IG: Las ambiciones que tenemos con esta banda es, en los meses de abril y mayo, tener un segundo tour nacional; el primero fue el año pasado, por las mismas fechas, que sirvió de debut. Ya estamos planeando y trabajando en esta segunda salida y tenemos en vista y hacemos todo lo necesario para aventurarnos fuera del país. Tenemos el objetivo de ir a Canadá casi a finales de año, por ser un país que tiene muchos adoradores del metal. El guitarrista ya ha visitado ese país con un proyecto anterior. Antes de eso, tenemos otro objetivo que es sacar un sencillo de lo que sería ya nuestro segundo material, nuestro primer álbum; ya que el trabajo actual que tenemos tiene una duración de 23 minutos y continúa en la categoría de EP. Pero ahora deseamos incluir más canciones para que entre en la categoría de un disco completo. Y para el año que viene la idea es visitar el viejo continente.
Iván García nos brinda una visita guiada por Visions
Alea Iacta Est. El EP está conformado por siete canciones. Cinco canciones con letra y dos instrumentales, de las cuales una es con orquesta, y la otra es acústica. “Alea Iacta Est” es el intro. Esa canción la compuso Adrián Urías. Es una frase en latín que quiere decir ‘algo que se deja a la suerte y que la suerte nos diga’. En el video cuando Hecris, como personaje, va entrando al edificio suena esa canción de fondo y de alguna manera no sabe cómo está el terreno y va a lo que la suerte dicte.
Failing Fear. Esta es la canción del video. El nombre se traduce como “miedo al fracaso”. La letra habla de cómo el miedo nos atrapa y nos hace ver que las cosas que queremos alcanzar parecen muy difíciles y nos impide acercarnos a esa meta. De hecho, la canción va describiendo como el miedo te va atrapando, y te hace sentir que no tienes salida. Por eso en el video hay un ente que va persiguiendo a Hecris. Y cuando llegan a la cima del edificio ve la inmensidad de la altura y se arma de valor para dar ese paso y se da cuenta que no era tan grande como parecía.
Decisions. Se traduce como ‘decisiones’. Habla de cuándo tomas una decisión y te aferras en todos los sentidos a ella. Que tú sabes que todo lo que te está pasando es derivado de esa decisión, y que con el tiempo no te deja ni dormir. Es la canción más brutal, la más rápida.
Sadness. Es una canción acústica que está compuesto por un solo de guitarra instrumental.
Visions. Es el homónimo del EP. Se traduce como ‘visiones’. Habla sobre las percepciones personales que cada uno tiene de la vida, de que no sólo porque uno vea una situación muy fácil los demás vayan a verla de la misma manera. Que la visión, en muchas ocasiones, es la causante de muchos conflictos interpersonales. Una parte menciona que la empatía es la mejor herramienta que podemos utilizar para entender o salir adelante al convivir con los demás.
Last Chance.

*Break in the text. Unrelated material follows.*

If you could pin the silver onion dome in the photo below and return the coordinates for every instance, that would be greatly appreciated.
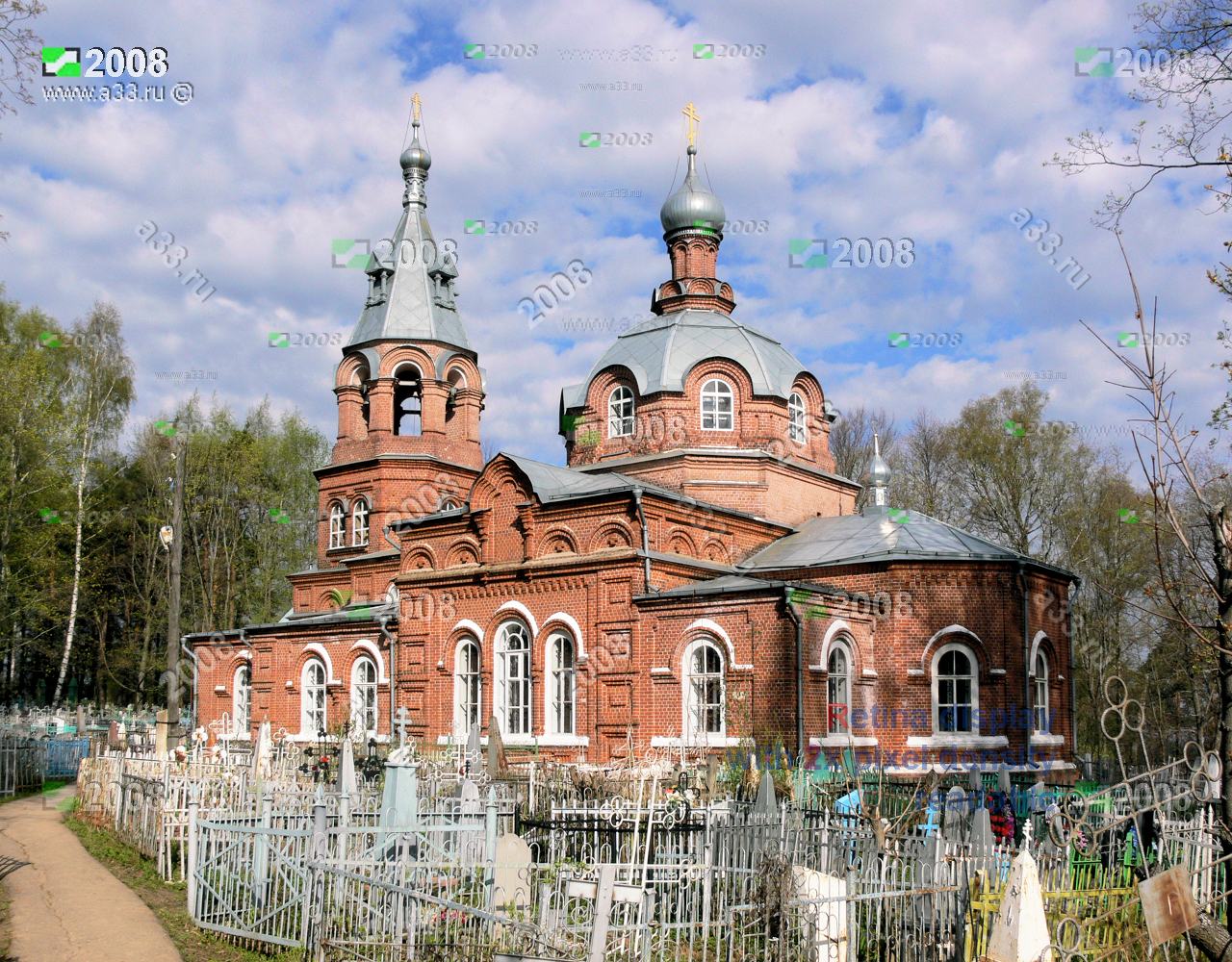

Se traduce como ‘la última oportunidad’. Habla de que es común cuando uno siente que tiene que ponerse las pilas porque aquí está la oportunidad que ha estado esperando, para la que uno se ha preparado. Que todo lo que digas no importa, sino tus acciones. Entonces tú le vas a demostrar al mundo que tú mereces esa oportunidad. Es un poco motivacional.
Repentance. Se traduce como arrepentimiento. Habla de cuando una persona está arrepentida, que no puede ocultar este sentimiento de la gente, le duele el interior. Que no puede esperar por sacarlo. Que es una agonía constante que no te deja en paz. Que inclusive, aunque te perdonen no se encuentra la tranquilidad.
En general, las canciones del EP no hablan de nada brutal ni satánico ni nada, sino de cosas de la vida que creo que a todos nos han llegado a ocurrir o hemos sentido. La temática de Last Breath está compuesta de pensamientos muy personales sobre la vida, que son basados en mi experiencia.